「覚せい剤」と「覚醒剤」

 飯塚市の小島法律事務所より、弁護士による『「覚せい剤」と「覚醒剤」』についての解説です。

 2020年3月31日まで、薬物事件に関する裁判や報道等では、「覚せい剤」と「覚醒剤」の言葉が混在していました。

 この点、同じ薬物の表記を統一するため、2019年に、「覚せい剤取締法」を「覚醒剤取締法」とし、「覚せい剤」の表記を「覚醒剤」に改める法改正が行われました。

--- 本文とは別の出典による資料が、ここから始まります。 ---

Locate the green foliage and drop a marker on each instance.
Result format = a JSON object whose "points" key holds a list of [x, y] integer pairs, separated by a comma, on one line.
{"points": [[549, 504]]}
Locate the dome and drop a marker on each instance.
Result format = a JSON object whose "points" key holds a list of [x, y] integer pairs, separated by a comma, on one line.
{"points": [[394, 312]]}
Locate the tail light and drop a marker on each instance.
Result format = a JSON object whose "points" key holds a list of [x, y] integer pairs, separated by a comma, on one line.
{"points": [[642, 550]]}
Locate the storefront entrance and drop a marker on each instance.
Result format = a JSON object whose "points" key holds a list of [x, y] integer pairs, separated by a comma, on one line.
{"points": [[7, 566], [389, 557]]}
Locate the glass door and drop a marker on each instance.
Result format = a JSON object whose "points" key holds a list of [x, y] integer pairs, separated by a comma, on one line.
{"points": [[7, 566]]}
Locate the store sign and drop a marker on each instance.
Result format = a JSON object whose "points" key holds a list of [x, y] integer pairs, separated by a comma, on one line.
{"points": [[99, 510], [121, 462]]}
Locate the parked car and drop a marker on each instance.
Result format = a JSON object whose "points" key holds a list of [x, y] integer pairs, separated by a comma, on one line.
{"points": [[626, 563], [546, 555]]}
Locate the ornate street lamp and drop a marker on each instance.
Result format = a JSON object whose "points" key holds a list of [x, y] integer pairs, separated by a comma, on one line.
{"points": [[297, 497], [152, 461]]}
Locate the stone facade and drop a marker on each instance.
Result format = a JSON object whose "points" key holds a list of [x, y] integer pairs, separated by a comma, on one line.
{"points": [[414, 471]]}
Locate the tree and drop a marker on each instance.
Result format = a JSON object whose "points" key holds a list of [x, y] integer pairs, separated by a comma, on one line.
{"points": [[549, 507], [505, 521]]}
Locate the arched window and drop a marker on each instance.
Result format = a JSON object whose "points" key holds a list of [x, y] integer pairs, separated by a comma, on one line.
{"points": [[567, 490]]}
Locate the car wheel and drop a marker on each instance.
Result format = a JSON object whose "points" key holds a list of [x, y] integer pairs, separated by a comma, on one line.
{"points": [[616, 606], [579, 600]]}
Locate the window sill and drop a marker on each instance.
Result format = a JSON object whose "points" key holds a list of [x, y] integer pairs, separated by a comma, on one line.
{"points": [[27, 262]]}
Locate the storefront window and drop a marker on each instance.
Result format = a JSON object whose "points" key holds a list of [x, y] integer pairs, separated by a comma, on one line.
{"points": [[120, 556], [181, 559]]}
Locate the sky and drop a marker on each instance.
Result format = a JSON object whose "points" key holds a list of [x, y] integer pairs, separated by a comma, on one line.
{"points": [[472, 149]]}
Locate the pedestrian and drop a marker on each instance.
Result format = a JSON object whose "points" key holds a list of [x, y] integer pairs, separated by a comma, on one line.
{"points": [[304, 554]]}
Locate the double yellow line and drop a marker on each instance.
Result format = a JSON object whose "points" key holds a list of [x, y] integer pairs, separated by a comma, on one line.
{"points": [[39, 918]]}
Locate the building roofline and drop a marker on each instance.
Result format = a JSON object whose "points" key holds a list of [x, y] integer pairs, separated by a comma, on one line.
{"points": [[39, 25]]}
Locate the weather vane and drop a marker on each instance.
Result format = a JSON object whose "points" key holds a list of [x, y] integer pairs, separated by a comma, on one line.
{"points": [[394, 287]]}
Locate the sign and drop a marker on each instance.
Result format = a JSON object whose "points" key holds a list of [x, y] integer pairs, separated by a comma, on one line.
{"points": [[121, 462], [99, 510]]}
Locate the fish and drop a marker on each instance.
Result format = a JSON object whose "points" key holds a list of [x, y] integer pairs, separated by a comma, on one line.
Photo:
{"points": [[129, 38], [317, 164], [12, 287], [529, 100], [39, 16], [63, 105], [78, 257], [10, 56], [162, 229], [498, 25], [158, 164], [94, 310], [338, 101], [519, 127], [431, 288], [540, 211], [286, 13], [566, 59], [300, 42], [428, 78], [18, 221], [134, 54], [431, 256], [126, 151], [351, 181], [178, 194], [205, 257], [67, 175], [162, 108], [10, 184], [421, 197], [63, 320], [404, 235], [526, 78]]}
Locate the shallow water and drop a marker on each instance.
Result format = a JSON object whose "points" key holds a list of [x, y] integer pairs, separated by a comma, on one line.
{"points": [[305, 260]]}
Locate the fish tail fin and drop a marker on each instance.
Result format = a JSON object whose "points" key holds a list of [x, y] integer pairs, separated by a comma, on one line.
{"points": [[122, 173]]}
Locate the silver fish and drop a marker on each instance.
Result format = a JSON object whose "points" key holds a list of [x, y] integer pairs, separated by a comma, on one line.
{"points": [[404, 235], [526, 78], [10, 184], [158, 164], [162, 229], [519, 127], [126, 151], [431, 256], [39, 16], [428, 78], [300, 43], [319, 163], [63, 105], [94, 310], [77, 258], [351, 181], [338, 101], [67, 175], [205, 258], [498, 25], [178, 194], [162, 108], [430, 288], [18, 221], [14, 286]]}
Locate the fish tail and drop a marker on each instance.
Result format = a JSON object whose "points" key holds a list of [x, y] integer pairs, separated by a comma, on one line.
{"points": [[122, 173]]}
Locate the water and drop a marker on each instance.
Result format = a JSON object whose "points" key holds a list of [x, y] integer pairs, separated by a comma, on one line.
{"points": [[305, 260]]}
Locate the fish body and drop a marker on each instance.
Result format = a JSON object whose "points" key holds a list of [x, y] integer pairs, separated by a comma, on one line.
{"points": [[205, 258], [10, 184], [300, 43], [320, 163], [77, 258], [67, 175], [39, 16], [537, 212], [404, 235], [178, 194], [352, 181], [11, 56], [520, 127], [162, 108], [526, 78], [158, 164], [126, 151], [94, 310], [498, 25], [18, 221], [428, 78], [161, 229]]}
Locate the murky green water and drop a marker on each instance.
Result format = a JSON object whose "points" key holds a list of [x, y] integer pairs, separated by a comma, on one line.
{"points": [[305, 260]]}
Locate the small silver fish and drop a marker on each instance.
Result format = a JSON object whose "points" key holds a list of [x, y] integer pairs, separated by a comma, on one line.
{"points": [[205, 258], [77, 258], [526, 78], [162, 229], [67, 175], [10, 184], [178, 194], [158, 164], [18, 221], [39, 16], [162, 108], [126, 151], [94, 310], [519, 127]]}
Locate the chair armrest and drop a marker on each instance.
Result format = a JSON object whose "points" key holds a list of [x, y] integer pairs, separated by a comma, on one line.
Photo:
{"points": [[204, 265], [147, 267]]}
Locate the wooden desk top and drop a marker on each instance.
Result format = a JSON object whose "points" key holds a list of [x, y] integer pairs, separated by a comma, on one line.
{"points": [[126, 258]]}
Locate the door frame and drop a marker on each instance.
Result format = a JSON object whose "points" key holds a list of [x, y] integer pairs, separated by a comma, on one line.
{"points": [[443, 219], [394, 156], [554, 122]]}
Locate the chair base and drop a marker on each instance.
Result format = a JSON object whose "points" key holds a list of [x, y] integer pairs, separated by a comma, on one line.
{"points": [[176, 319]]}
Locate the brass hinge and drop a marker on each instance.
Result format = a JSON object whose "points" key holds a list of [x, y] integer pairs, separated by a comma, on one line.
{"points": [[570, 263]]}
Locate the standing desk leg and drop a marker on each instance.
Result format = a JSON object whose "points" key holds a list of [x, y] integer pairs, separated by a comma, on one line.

 なぜ、「覚せい剤」と「覚醒剤」が混在していたかについてご説明します。

 覚醒剤の「醒」の漢字は、2010年11月30日の常用漢字表の改定により、常用漢字として、常用漢字表に追加されました。

 そのため、両者は同じ薬物のことを示していたのですが、この改定が行われるまで、『覚醒剤』という言葉を法令や公文書などに使えませんでした。

 例えば、「覚せい剤取締法」という法律がありました。この法律は昭和26年に成立したものなので、その当時の常用漢字表からすると、「覚せい取締法」と表記しなければならなかったのです。

 しかし、2010年11月30日の常用漢字表の改定が行われても、法令名は改正が行われることはなかったため、「覚せい剤取締法」等の法律は、そのままでした。

 そのため、報道においては、被疑者・被告人の罪名については「覚せい剤取締法違反」とし、所持や使用していた薬物については「覚醒剤」と使い分けていたことにより、「覚せい剤」と「覚醒剤」の言葉が混在していたのです。

 なお、2019年の法改正により、施行日である2020年4月1日以降の覚醒剤に関する犯行については、「覚醒剤取締法違反」等に統一されることになりましたが、これ以前の犯行については「覚醒剤取締法違反」ではなく「覚せい剤取締法違反」となります。

 この点、2020年4月1日以前の覚せい剤の使用について、2020年4月1日以降に判決が下された場合、その判決の理由には、『被告人は「覚醒剤」・・・グラムを・・・の方法で使用しており、当該行為は「覚せい剤取締法」・・・条に該当する』と、「覚せい剤」と「覚醒剤」の言葉が混在することがあります。